Kelpie devoutly hoped not. She had no desire to be turned into a toad or something equally unpleasant. Best to walk warily—neither too innocent nor too defiant. “I am wondering what you are about,” she retorted sullenly. “I have learned the things you were wanting me to, but you have not told me why, nor have you taught me any spells.”

“Hah!” said Mina again. “First we will read the crystal.”

And presently, under the ghost-light of the summer night, Kelpie sat again with her hand in Mina’s horny claw and gazed into the blank crystal ball. It remained still and empty. “I see myself,” invented Kelpie impudently. “It is in a place that I have never been, and I am wearing a blue dress—”
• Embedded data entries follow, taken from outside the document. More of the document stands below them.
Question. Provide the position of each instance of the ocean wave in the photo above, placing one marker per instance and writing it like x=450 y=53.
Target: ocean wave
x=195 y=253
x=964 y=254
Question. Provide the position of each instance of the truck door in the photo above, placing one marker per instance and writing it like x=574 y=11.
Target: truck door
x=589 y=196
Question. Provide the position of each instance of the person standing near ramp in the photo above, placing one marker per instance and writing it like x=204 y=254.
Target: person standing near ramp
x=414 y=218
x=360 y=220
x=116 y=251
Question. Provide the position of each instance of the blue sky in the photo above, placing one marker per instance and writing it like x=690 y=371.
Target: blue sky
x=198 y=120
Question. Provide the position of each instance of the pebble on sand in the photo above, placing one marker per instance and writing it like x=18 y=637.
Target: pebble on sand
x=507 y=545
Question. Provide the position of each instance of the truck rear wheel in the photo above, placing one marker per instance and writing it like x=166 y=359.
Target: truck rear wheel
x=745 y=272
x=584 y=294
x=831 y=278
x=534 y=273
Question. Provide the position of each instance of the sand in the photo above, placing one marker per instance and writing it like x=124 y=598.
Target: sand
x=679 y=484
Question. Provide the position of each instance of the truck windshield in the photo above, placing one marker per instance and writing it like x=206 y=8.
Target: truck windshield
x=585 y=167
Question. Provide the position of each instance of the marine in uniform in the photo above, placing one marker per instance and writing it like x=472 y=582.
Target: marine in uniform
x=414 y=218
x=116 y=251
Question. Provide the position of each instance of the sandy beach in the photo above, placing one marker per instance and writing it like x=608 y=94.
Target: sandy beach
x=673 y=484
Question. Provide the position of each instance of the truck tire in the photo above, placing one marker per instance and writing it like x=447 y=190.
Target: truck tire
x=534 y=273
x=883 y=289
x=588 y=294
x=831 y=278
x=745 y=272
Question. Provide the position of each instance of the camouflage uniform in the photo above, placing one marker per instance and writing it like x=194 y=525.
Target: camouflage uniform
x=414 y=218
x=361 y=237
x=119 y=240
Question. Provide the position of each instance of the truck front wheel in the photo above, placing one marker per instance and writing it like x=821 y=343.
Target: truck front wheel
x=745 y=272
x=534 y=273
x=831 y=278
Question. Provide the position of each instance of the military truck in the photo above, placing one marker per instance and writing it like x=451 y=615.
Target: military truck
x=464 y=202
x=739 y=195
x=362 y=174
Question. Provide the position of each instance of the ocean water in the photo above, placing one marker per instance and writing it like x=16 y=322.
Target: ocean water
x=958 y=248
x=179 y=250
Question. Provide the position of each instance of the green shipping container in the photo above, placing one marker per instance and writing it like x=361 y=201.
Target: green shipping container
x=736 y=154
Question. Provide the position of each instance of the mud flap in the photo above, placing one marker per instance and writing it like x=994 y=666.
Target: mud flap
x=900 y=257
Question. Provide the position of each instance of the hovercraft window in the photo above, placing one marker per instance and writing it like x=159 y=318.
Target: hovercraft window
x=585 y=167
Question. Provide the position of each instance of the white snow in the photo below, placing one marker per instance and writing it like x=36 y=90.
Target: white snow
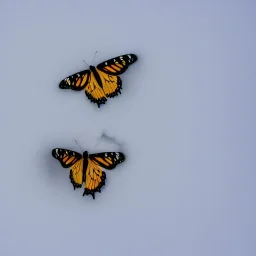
x=186 y=117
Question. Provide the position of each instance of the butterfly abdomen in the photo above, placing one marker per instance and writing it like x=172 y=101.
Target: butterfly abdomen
x=96 y=75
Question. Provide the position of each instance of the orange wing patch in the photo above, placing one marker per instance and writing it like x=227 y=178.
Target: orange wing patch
x=76 y=82
x=76 y=174
x=94 y=179
x=67 y=158
x=112 y=85
x=94 y=92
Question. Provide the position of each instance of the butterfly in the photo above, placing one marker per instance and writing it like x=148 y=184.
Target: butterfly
x=100 y=82
x=87 y=168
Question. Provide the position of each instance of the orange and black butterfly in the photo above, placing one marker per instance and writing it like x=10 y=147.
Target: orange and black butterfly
x=100 y=82
x=87 y=168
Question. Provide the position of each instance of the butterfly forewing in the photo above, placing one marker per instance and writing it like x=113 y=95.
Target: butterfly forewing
x=108 y=160
x=76 y=82
x=66 y=157
x=118 y=65
x=94 y=179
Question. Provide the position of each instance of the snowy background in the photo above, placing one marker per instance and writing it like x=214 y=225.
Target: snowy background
x=186 y=117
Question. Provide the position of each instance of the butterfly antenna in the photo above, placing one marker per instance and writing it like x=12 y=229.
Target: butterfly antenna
x=94 y=57
x=79 y=146
x=86 y=63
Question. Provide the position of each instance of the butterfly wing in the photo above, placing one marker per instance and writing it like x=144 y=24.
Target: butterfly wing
x=111 y=85
x=77 y=81
x=117 y=65
x=94 y=91
x=94 y=179
x=72 y=160
x=94 y=175
x=107 y=160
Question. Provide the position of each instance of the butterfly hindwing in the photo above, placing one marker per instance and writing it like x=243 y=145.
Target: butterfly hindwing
x=118 y=65
x=76 y=82
x=72 y=160
x=108 y=160
x=111 y=85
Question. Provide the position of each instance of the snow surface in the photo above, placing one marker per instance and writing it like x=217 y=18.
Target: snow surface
x=186 y=117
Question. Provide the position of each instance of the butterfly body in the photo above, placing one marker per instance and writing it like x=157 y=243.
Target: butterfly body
x=87 y=168
x=100 y=82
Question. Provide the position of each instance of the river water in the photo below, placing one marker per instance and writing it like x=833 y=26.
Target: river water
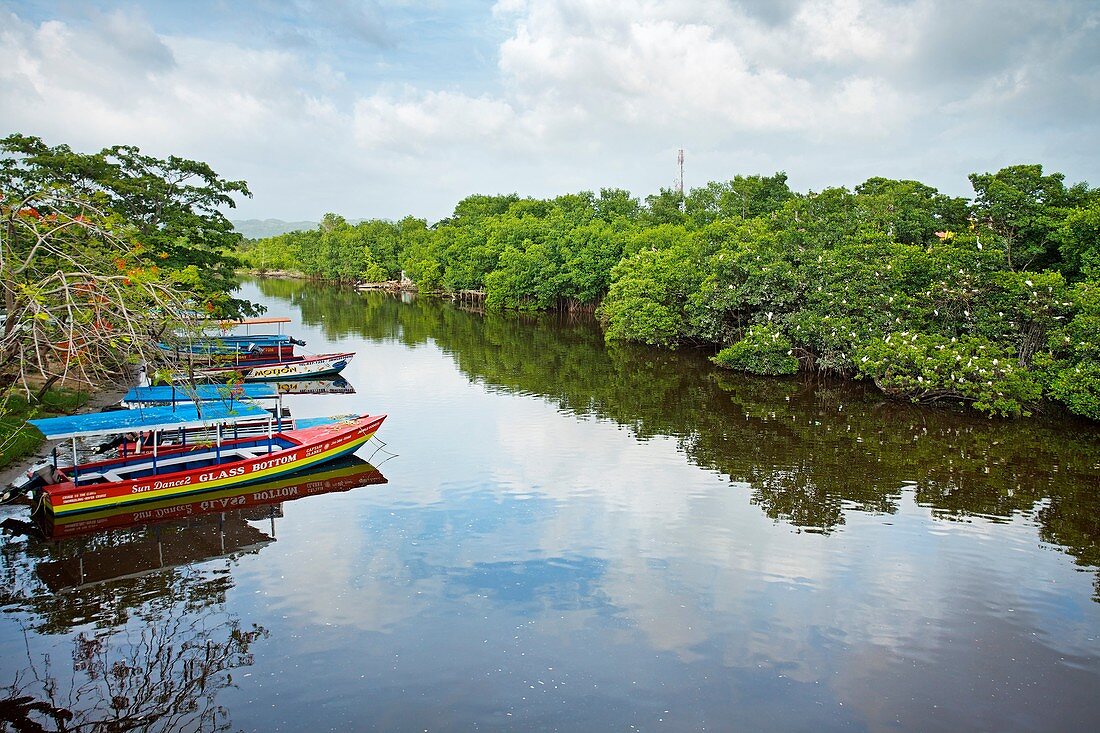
x=582 y=537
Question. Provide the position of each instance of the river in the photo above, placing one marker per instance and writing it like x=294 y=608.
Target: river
x=581 y=537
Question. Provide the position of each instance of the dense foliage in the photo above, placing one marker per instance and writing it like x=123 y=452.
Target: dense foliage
x=102 y=254
x=991 y=302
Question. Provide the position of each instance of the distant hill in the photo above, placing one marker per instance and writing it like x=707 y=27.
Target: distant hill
x=260 y=228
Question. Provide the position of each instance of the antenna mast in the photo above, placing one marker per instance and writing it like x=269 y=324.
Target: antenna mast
x=680 y=160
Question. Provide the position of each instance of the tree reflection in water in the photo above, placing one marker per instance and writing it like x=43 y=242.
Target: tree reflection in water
x=162 y=676
x=810 y=452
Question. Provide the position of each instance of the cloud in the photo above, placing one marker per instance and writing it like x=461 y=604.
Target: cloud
x=388 y=108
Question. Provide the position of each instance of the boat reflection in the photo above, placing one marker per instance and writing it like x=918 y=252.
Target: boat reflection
x=334 y=385
x=174 y=533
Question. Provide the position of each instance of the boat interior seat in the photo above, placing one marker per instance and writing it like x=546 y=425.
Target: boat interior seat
x=124 y=472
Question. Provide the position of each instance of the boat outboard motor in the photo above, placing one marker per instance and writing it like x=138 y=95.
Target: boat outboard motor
x=43 y=474
x=114 y=442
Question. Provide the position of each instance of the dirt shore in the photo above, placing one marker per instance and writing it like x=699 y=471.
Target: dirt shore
x=98 y=401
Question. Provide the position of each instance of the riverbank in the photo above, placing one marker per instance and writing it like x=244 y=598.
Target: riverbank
x=92 y=401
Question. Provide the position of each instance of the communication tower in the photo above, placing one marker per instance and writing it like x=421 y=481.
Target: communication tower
x=680 y=161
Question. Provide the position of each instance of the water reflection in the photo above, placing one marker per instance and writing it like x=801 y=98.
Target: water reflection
x=810 y=452
x=154 y=644
x=582 y=537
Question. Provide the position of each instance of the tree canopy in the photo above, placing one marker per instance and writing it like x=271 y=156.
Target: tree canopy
x=989 y=302
x=103 y=253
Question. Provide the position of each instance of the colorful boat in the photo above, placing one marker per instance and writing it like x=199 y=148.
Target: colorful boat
x=182 y=470
x=273 y=371
x=343 y=474
x=235 y=349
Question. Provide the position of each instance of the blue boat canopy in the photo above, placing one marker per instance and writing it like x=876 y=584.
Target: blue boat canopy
x=146 y=418
x=205 y=392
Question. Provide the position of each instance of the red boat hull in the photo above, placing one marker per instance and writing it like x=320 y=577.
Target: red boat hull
x=296 y=450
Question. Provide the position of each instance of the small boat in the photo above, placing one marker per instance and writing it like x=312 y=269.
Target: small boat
x=343 y=474
x=272 y=371
x=265 y=347
x=187 y=468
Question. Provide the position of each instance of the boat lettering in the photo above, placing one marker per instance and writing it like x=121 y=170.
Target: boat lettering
x=156 y=485
x=281 y=460
x=221 y=503
x=213 y=476
x=272 y=371
x=275 y=493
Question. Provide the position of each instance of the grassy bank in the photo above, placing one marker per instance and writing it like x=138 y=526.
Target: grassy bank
x=17 y=438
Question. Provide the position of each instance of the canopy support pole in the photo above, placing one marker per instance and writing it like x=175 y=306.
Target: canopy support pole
x=76 y=465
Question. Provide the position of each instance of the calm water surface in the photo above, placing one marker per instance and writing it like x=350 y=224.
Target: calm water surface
x=583 y=538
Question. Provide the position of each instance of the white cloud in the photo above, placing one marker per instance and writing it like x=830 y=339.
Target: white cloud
x=582 y=95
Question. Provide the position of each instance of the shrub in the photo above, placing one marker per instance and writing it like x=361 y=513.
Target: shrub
x=926 y=369
x=763 y=350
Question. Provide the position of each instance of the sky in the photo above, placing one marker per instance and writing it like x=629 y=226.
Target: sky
x=386 y=108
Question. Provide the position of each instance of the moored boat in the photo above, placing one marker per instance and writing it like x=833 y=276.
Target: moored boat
x=271 y=371
x=180 y=470
x=343 y=474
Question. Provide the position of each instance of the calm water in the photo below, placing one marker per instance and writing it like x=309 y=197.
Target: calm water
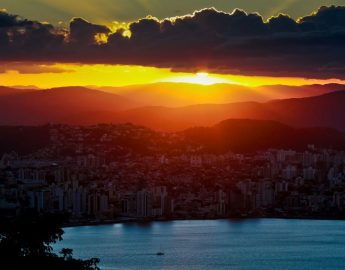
x=216 y=244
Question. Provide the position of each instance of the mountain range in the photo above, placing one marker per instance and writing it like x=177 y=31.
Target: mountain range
x=320 y=106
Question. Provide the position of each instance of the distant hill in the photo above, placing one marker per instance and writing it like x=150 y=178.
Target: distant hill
x=327 y=110
x=41 y=107
x=243 y=135
x=5 y=91
x=184 y=94
x=79 y=105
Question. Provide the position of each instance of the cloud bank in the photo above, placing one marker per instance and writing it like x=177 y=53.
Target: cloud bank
x=236 y=43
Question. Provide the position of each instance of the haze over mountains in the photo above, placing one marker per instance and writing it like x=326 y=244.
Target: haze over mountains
x=312 y=106
x=185 y=94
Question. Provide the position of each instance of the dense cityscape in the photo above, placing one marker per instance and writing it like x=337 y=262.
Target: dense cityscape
x=109 y=173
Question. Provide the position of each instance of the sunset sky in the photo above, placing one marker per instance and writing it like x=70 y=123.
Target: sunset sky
x=116 y=43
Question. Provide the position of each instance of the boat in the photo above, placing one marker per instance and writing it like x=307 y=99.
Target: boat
x=160 y=252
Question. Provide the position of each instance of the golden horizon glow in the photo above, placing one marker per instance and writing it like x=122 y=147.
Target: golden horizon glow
x=125 y=75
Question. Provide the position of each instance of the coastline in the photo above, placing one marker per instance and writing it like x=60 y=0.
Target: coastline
x=232 y=218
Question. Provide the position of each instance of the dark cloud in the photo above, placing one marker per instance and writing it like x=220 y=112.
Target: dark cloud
x=83 y=32
x=238 y=43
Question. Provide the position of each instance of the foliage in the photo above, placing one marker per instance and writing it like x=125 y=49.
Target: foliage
x=25 y=243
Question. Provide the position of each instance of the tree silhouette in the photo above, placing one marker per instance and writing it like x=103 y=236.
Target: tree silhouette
x=25 y=243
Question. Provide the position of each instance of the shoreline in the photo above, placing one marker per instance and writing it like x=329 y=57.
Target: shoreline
x=233 y=218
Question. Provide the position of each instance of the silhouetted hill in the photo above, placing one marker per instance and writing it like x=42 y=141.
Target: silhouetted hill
x=321 y=111
x=40 y=107
x=243 y=135
x=5 y=91
x=327 y=110
x=185 y=94
x=78 y=105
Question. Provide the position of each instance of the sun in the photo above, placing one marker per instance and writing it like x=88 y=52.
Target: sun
x=202 y=78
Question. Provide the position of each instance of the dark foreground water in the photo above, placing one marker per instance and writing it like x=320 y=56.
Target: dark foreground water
x=214 y=244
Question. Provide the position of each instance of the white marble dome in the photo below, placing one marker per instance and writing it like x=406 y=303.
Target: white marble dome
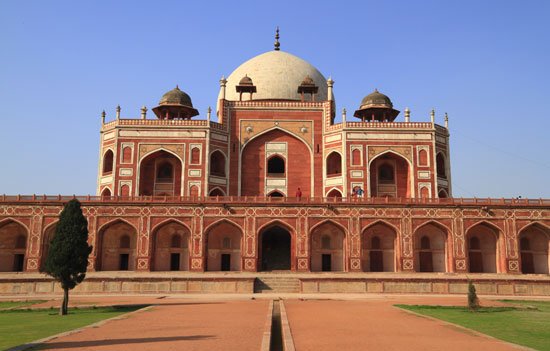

Mina turned on her in sudden suspicion, and Kelpie prepared to duck. But they were distracted by a small flicker of light that came from an upper window of one of the castle towers. For an instant, fear gripped Kelpie. Was it an uncanny creature of some sort? Then she noticed that Bogle was nowhere in sight, and she chewed her lip thoughtfully.

Sure enough, presently his shadowy figure emerged from the tower door. He came back to the fire and sat down without a word. But Kelpie thought she had seen him put something in his new leather sporran (recently stolen, without doubt), and there passed between him and Mina a long look and the tiniest of nods.

Kelpie pretended to notice nothing, but her mind was busy. It couldn’t have been magic he was up to, for Bogle did no magic except for ordinary curses. It must have been a message, then—a message left for him here, and they had known where to look for it. And that was why they camped in the castle instead of out in the open.

Och, there was something in the air, indeed and indeed! Kelpie went to sleep wondering what it might be—and how she might be turning it to her own advantage.